In recent years, medical tourism has become significantly more professional and is increasingly recognized as a valuable healthcare option. Countries like Canada or cities like Dusseldorf boost their image and economy with a focus on medical tourism. While prestigious medical centres, including Harvard, Boston University, the Cleveland Clinic, and Johns Hopkins, are increasingly looking to establish hospitals - or partnerships with hospitals - in other countries. There are currently over 930 hospitals and medical departments globally accredited by the Joint Commission International (JCI), indicating that foreign hospitals guarantee identical (or better) hygiene, safety and reputation as those at home.

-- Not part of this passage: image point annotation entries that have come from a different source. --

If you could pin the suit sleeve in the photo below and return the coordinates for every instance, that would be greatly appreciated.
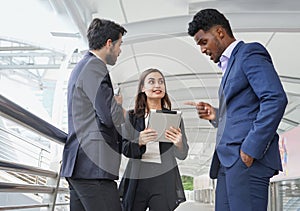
(182, 154)
(266, 85)
(130, 140)
(98, 88)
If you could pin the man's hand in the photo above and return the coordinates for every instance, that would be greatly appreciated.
(204, 110)
(248, 160)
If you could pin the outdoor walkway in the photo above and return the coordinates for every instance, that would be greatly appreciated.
(194, 206)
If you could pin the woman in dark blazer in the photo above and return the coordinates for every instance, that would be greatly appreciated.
(151, 179)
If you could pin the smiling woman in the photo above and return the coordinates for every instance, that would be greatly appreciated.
(151, 179)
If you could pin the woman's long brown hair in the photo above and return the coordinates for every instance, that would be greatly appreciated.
(141, 99)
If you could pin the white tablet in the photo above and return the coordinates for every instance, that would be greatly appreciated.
(160, 120)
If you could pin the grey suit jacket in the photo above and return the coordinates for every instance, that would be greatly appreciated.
(92, 149)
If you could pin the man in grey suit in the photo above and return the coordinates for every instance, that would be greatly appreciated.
(91, 157)
(251, 104)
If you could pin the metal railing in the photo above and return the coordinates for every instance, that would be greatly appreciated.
(26, 166)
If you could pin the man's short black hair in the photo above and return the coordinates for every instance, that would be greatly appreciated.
(101, 30)
(206, 19)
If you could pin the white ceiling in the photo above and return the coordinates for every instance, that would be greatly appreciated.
(157, 37)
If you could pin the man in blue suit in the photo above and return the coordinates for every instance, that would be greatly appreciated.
(91, 157)
(251, 104)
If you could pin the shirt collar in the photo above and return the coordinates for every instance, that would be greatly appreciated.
(96, 55)
(226, 55)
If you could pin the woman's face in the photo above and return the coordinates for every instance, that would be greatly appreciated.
(154, 86)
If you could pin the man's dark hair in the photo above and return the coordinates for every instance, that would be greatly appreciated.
(206, 19)
(101, 30)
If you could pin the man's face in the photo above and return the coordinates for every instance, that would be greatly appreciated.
(114, 52)
(210, 43)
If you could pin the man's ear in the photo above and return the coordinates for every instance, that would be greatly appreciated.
(109, 43)
(221, 32)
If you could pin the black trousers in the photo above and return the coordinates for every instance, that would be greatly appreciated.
(93, 195)
(150, 193)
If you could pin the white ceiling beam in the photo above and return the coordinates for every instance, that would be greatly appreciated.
(241, 22)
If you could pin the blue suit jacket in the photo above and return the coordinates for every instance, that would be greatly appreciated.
(92, 149)
(251, 104)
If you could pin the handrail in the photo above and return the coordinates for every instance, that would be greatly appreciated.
(7, 165)
(31, 206)
(13, 111)
(28, 188)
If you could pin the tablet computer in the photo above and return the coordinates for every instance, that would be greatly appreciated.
(161, 120)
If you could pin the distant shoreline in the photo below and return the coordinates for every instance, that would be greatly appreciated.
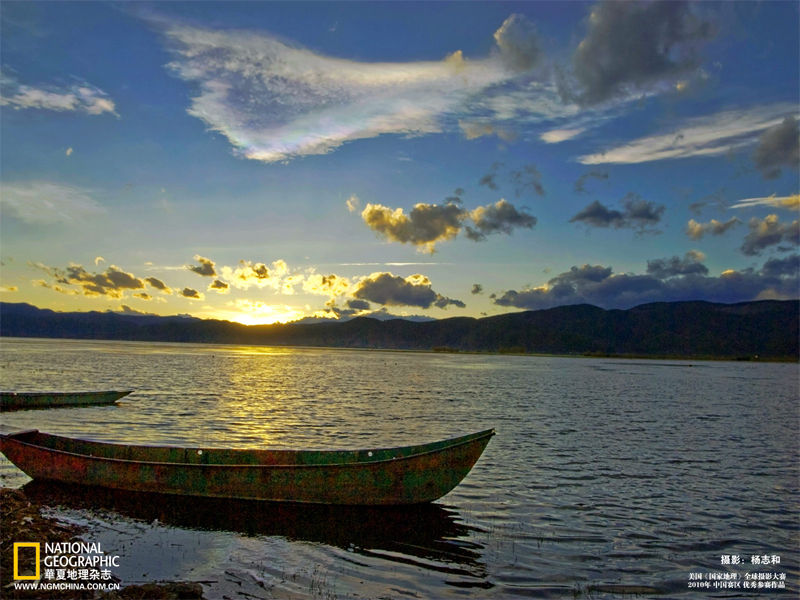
(767, 330)
(654, 357)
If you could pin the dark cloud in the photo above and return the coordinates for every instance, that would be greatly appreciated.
(598, 215)
(690, 264)
(425, 225)
(113, 282)
(527, 178)
(358, 304)
(517, 40)
(778, 147)
(158, 284)
(190, 293)
(633, 45)
(670, 280)
(637, 214)
(697, 230)
(391, 290)
(206, 268)
(489, 181)
(580, 183)
(428, 224)
(778, 267)
(501, 217)
(769, 231)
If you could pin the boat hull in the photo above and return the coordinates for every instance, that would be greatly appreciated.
(23, 400)
(410, 475)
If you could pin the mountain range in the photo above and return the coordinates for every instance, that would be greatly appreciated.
(767, 329)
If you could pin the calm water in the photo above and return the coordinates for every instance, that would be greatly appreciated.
(604, 474)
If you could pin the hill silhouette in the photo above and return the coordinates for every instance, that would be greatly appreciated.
(766, 329)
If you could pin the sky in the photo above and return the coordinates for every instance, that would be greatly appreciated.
(267, 162)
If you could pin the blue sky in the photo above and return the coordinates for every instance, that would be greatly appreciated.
(267, 161)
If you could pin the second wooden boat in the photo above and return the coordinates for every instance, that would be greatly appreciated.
(22, 400)
(378, 476)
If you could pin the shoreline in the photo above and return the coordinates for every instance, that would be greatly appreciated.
(442, 350)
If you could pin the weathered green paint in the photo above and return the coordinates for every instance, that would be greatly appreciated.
(23, 400)
(406, 475)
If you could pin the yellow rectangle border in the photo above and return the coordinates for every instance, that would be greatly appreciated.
(17, 546)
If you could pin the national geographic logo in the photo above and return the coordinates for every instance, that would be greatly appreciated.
(27, 548)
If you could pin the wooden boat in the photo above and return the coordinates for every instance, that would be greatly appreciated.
(378, 476)
(20, 400)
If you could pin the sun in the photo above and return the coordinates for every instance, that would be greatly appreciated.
(250, 312)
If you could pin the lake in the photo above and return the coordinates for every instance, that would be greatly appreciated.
(607, 477)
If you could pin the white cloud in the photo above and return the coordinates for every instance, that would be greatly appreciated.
(275, 102)
(44, 202)
(353, 203)
(560, 135)
(791, 202)
(701, 136)
(78, 98)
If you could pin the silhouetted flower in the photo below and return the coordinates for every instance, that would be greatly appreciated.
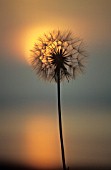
(58, 52)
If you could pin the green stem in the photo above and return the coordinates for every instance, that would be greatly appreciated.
(60, 123)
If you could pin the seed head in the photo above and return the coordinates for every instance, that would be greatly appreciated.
(58, 53)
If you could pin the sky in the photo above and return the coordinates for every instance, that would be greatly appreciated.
(25, 98)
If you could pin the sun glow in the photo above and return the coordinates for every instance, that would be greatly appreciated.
(31, 37)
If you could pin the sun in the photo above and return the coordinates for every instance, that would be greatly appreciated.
(31, 36)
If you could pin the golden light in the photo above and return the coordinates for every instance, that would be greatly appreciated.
(30, 38)
(42, 145)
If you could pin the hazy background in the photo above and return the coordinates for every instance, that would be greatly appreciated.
(28, 113)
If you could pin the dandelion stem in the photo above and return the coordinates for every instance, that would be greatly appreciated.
(60, 122)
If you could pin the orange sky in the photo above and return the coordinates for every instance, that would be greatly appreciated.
(21, 22)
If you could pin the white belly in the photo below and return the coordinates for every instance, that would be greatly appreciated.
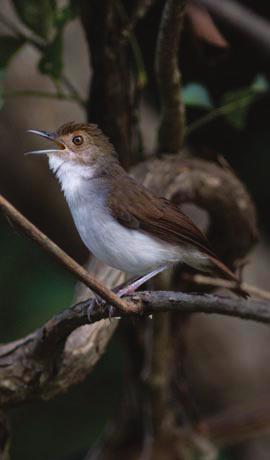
(128, 250)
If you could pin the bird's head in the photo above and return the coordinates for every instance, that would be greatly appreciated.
(77, 144)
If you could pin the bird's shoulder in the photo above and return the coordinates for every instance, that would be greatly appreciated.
(135, 207)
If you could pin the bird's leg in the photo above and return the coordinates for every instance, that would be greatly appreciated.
(122, 290)
(133, 285)
(95, 303)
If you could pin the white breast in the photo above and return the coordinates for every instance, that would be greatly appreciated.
(128, 250)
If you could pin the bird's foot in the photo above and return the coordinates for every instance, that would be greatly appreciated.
(96, 304)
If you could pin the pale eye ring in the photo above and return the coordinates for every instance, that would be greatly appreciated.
(77, 140)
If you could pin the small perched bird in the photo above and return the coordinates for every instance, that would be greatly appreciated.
(120, 221)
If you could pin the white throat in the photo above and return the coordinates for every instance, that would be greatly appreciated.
(70, 174)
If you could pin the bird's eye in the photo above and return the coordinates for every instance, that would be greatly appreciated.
(77, 140)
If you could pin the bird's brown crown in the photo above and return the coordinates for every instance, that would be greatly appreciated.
(82, 136)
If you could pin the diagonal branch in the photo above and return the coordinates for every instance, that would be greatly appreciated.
(24, 374)
(29, 229)
(172, 127)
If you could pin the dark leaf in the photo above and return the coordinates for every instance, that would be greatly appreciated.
(38, 15)
(51, 62)
(2, 101)
(9, 45)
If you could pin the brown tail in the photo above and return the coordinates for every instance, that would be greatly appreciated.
(226, 273)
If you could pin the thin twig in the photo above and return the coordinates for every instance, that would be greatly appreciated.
(34, 233)
(173, 121)
(217, 282)
(44, 94)
(243, 19)
(232, 106)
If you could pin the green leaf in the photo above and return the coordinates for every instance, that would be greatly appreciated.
(38, 15)
(260, 84)
(66, 14)
(236, 103)
(51, 62)
(9, 45)
(196, 95)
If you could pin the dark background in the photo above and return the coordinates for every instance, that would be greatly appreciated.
(228, 357)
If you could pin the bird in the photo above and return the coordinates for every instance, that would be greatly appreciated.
(120, 221)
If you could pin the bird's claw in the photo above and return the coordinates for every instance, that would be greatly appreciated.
(96, 303)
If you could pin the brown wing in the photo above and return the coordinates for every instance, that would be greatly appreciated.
(135, 207)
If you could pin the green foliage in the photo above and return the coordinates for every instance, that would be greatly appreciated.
(196, 95)
(51, 62)
(37, 15)
(9, 45)
(236, 103)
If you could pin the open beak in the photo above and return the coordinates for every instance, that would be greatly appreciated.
(52, 137)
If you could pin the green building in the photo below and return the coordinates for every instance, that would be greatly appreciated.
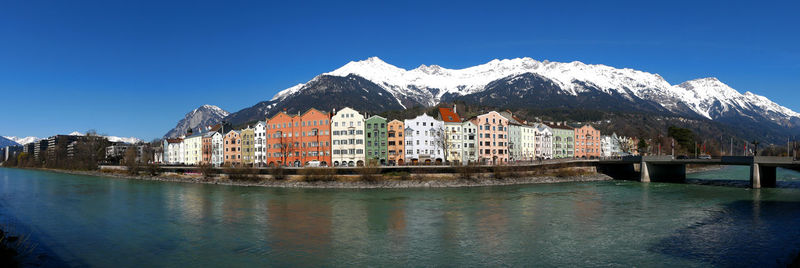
(375, 138)
(563, 141)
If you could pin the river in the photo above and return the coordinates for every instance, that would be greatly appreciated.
(92, 221)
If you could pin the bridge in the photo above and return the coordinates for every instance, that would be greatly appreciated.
(665, 168)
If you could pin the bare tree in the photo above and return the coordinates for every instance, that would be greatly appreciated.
(442, 140)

A growing number of professional organizations also support this growth in medical tourism. The Medical Tourism Index is, for example, a neutral assessment by Medicaltourism.com to indicate the attractiveness of countries for medical travel. They extensively describe why and how a country or city is an excellent destination for medical tourism. The International Medical Travel Journal, then again, celebrates outstanding achievements with its Medical Travel Awards. Hospitals are then recognized as “destination of the year”, “cancer centre of the year”, or even “best customer experience. This feels more like travel than healthcare, but I can’t argue against this.

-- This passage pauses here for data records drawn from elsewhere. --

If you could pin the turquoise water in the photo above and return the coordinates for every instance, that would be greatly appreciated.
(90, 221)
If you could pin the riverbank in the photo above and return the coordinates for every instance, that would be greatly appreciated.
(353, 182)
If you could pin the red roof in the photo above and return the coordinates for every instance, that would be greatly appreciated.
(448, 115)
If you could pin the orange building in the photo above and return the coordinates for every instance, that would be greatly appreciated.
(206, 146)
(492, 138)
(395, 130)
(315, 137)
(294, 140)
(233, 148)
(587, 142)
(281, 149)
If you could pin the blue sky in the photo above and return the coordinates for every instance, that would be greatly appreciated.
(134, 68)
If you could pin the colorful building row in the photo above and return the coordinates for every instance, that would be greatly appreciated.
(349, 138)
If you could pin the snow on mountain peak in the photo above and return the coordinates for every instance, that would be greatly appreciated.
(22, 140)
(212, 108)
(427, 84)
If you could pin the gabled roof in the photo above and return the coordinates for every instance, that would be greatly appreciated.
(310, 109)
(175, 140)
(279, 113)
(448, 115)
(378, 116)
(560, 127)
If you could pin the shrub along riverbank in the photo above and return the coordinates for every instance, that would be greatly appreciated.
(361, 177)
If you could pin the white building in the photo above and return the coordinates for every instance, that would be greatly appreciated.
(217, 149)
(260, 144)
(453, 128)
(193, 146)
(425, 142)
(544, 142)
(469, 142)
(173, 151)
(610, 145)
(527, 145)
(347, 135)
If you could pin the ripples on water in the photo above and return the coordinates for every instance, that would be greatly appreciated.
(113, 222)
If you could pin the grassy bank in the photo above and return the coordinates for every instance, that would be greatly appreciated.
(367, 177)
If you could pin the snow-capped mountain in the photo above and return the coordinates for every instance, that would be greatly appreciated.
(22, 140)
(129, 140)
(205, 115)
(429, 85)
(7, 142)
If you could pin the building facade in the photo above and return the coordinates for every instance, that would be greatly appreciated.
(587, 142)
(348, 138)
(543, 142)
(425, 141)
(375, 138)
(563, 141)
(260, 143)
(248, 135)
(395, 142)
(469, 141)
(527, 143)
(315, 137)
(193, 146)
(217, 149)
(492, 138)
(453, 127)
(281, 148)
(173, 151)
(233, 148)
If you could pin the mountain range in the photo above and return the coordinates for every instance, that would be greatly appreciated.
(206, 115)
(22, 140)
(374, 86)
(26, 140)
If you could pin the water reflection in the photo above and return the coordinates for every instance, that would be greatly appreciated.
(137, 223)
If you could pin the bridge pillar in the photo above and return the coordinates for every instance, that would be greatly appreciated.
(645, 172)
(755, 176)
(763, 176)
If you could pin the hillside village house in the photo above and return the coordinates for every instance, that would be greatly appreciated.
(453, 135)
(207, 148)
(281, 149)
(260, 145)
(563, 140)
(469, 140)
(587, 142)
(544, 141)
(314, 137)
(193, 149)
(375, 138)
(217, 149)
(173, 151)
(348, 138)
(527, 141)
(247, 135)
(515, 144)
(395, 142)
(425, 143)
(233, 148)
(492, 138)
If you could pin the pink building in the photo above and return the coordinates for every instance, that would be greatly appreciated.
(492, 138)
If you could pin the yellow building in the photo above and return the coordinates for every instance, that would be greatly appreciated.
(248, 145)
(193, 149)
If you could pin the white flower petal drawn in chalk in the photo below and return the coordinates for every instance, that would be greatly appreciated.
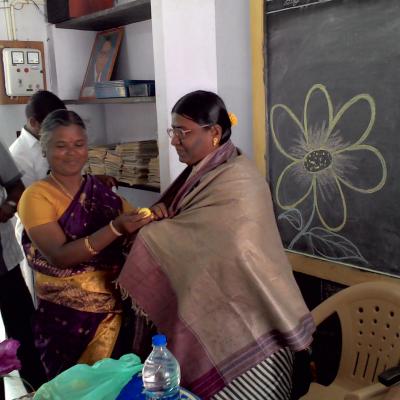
(322, 161)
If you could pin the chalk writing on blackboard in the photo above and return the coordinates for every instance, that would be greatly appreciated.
(322, 159)
(273, 6)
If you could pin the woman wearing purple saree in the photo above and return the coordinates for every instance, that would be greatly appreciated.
(213, 276)
(74, 239)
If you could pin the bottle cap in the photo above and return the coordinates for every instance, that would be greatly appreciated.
(159, 340)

Travel agencies, from start-ups to governmental organizations, also play an increasing role in medical tourism. Singapore recently established the International Patient Service Centers (IPSCs) that act as medical travel agencies and mediate between international patients and Singaporean healthcare providers. Meditourz is a start-up that brings patients from a particular country to foreign hospitals. This collaboration is based on an exclusive agreement with the different hospitals. Healthtrip, on the other hand, earns a commission from the hospitals on every patient they bring in. In comparison, Qunomedical is an online platform that enables patients to find and compare quotes for various medical procedures from accredited clinics worldwide.

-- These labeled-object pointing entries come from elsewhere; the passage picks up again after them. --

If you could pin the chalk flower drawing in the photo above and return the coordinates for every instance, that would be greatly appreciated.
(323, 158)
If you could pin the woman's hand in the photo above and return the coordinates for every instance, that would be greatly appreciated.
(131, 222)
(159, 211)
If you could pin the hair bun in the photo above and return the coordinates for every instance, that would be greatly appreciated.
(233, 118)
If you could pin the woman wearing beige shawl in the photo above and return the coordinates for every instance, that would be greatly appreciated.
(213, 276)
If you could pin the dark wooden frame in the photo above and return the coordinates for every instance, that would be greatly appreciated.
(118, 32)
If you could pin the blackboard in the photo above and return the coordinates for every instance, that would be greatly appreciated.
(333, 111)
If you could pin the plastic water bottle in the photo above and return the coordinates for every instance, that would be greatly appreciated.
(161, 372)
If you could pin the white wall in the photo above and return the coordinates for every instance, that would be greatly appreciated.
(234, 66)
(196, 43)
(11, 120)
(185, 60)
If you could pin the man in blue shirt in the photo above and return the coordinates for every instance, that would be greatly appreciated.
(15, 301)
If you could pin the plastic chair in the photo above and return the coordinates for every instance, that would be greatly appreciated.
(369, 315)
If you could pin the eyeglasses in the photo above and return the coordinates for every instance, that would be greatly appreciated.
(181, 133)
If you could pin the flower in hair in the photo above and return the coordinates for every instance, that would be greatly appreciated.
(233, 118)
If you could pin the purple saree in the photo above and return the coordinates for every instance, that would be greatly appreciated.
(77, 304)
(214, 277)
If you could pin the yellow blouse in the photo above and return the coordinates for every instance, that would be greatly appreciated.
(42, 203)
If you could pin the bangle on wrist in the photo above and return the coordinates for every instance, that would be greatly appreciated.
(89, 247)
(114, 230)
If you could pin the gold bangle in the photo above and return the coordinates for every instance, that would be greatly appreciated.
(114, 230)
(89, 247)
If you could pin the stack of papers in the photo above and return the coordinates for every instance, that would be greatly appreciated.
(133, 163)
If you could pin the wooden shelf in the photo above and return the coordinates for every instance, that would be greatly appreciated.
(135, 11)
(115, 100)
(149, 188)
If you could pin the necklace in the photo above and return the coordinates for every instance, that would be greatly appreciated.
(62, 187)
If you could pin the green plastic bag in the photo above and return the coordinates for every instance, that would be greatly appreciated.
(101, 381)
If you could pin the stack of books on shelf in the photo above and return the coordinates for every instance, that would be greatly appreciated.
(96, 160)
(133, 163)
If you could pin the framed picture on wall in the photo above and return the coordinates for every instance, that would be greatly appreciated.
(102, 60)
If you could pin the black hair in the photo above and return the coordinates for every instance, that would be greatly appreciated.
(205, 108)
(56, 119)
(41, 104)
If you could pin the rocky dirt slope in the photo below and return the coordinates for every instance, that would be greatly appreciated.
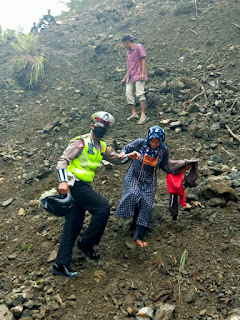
(191, 50)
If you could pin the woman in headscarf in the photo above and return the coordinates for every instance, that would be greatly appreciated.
(141, 180)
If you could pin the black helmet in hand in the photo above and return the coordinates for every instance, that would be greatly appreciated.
(58, 205)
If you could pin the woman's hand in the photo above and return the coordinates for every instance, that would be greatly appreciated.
(134, 155)
(63, 188)
(121, 155)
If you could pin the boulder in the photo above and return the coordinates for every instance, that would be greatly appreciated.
(5, 314)
(164, 312)
(220, 189)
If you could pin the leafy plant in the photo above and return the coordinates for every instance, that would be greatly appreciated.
(4, 35)
(28, 65)
(29, 247)
(182, 261)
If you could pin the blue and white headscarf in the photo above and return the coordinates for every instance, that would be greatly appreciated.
(155, 132)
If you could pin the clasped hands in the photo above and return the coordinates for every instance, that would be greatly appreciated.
(132, 155)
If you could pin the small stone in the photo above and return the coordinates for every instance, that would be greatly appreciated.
(21, 212)
(6, 202)
(72, 297)
(203, 312)
(130, 245)
(130, 310)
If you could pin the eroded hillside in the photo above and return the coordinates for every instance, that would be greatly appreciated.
(193, 93)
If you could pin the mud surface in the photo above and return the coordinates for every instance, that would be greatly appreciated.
(186, 54)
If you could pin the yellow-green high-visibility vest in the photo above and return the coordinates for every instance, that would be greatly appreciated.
(85, 165)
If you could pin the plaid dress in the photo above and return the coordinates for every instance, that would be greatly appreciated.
(145, 191)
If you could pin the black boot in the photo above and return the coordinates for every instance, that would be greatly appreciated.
(88, 250)
(63, 270)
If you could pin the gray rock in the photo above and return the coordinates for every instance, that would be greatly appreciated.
(49, 127)
(175, 124)
(5, 314)
(235, 183)
(164, 312)
(219, 189)
(216, 158)
(17, 311)
(6, 202)
(144, 313)
(215, 126)
(217, 202)
(234, 314)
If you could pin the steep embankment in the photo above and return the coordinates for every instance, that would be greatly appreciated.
(186, 54)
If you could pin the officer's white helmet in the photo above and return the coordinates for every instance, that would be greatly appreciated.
(103, 118)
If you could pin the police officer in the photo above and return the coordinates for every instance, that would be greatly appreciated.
(76, 170)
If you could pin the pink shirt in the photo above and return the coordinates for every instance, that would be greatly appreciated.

Medical tourism is growing at a fast pace. But it looks impossible to estimate the current size of this market. Numbers that indicate the market value for medical tourism seem to vary from 11 billion (Fortune Business) to 439 billion (NewtonX), suggesting that it is hard to measure once it leaves a national healthcare system. Nevertheless, this trend will not stop anytime soon as it will build further on the trend of Wellness Travel as well. People want to travel to undergo the best possible medical treatment or surgery. But having a better overall experience, including the chance to relax and recover in a great environment, becomes ever essential. Who doesn’t want to undergo surgery in the morning and be on an idyllic Adriatic island to recover in the afternoon?